Playing Cline is something Straker said she was immediately drawn to tackling as a performer.
“I’m a huge fan,” she said, adding “she (Cline) was one of the first women to break through in an industry that was very, very male dominated.”
Cline was also able to create songs which bridged genres, taking country to a broader audience, said Straker,
But being a fan was far from enough to get the part.
Straker said “for being allowed the gift” of Cline’s song she not only had to gain the approval of the show’s producers, but also the Patsy Cline Estate in the United States. That meant recording songs and doing a video to submit for them to listen to and look at.
Straker said she respects that the Estate holds onto such high standards to honour Cline’s legacy.
“Doing her justice is a huge responsibility because the woman had a range that was absolutely insane,” said Straker.
So among Cline’s catalogue of well-known songs, which ones pushed Straker the hardest to get right?
“Faded Love made you pull it out for sure,” she said.
“Love Sick Blues, you end on a note above the rainbow.”
Straker has actually performed the role on three occasions, once in Calgary, then back in Ontario, with her recent run at the Globe Theatre in Regina her third. It is a role she is not just comfortable with, but one that is her favourite.
“I’ve had some other wonderful shows but there’s just something special about playing her, and singing her music,” she said. “… She inspired me humbled me as an artist.”
Having performed the role before gave Straker added confidence heading into the Globe run, but she added there is pressure with every production.
“I expect a lot. I expect myself to do a good job,” she said, adding the Regina run brought a new card into play for her, it being her first role since the birth of her first child Lillianna 11-months ago. She said it took some additional work to balance performance with motherhood.
The experience of two previous runs also gave Straker more of a voice in terms of the stage show. She said producer Jeffrey Whynott “was very open to working together.”
In time Straker said she hopes to work in the wings, but added “at this point I can’t quite imagine giving up performing.”
Among the three productions Straker said Regina was special in terms of being close to her hometown.
“There wasn’t a single performance I didn’t have somebody from Yorkton, or Saltcoats in the audience,” she said, adding she could feel them “giving their love and support.”
The Regina run was only a couple of weeks, and Straker said she would have loved it to be longer.
“I think we all felt like it was too-short,” she said, adding the Globe production played to full houses and good reviews, not that was a surprise.
“Every place I’ve done it it’s been a huge success,” he said, adding the amazing thing is the audience would have 10-year olds and seniors and everyone in between. “It speaks to the power of her music,” she said.
Straker does realize the audience is there for Cline, and not for her, and she is fine with that.
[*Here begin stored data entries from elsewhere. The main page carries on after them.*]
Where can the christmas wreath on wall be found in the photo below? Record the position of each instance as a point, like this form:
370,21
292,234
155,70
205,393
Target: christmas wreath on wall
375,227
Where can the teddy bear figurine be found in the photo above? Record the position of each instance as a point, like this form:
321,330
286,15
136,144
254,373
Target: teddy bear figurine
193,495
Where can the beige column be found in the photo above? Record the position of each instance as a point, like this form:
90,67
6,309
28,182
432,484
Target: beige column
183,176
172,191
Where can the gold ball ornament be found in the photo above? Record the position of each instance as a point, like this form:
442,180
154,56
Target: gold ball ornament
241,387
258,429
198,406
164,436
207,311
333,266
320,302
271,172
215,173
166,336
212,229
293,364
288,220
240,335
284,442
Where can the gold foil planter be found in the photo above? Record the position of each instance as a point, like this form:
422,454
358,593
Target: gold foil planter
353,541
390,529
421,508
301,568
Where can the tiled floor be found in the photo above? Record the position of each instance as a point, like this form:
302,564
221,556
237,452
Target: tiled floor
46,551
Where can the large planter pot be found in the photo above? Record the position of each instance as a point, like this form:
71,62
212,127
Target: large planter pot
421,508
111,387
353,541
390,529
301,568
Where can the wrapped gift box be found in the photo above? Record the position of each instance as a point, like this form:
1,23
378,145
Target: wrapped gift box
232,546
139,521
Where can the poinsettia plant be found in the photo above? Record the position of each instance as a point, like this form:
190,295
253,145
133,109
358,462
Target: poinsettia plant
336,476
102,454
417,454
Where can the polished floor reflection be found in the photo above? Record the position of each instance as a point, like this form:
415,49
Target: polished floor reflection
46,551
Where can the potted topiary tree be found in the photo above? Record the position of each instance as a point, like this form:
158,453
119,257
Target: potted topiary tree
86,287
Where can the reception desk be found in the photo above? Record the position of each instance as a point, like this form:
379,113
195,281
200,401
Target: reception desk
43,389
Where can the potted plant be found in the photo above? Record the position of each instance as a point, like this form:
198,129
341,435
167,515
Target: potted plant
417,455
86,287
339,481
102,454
“It’s not about me at all. It’s about her life, her story, her music,” she said, adding she had no expectations of anyone remembering her name, but hoped they always remembered the show.
The Regina performance was a chance for Straker ‘to come home’ in a sense as she now resides in Ontario.
“Family took me down there and music keeps bringing me back,” she said, adding she left Saltcoats for good in 1998, after completing high school in Yorkton, ready to pursue music, adding she knew in high school music was her calling.
“I met some resistance from family who thought it wasn’t a good way to make a living -- a good hobby, but not a living,” she said, but she knew it was what she wanted to do. “You can’t deny what you are, where your heart is, where your passion lies.”
Straker said pursuing music hasn’t always been easy, but she has made it work.
“You have to want it so bad,” she said, adding every audition is a challenge to overcome.
“You’re one of 300 girls that will walk into a room for a role so you’ve got a lot to prove,” she said, adding if you don’t get the part “You’ve just got to keep going.”
And Straker has kept going carving out her career.
“It’s been my career professionally for almost 15-years,” she said.
Straker’s next show will be in Hamilton at Theatre Aquarius, where she will perform in a rock music production.
In the next show Straker will have to put on her dancing shoes, as the production has dance numbers. Being a stage performer she is called on to sing, dance and act.
So how does Straker see herself?
“I would say singer first, absolutely,” she said.
While Straker’s career has focused on stage singing the works of others, she wants to perform her own material too, and is working toward that goal.
“It’s in the works right now,” she said of a debut CD. “I hope to have it recorded for next summer.”
Asked what style of music she is choosing as her own, Straker said she is likely to offer something a bit eclectic.
“It’s going to be a mix,” she said, adding that just reflects her own tastes. “I listen to everything.”
Straker said while she is a huge fan of classic country such as Cline and Tammy Wynette, she is just as likely to be listening to Nora Jones. She said she can listen to good music across the spectrum, adding when it’s good “it’s still music that touches your soul.”
Asked if the new CD would mean a launch in Saltcoats she smiled and said she hadn’t thought about that, but liked the idea.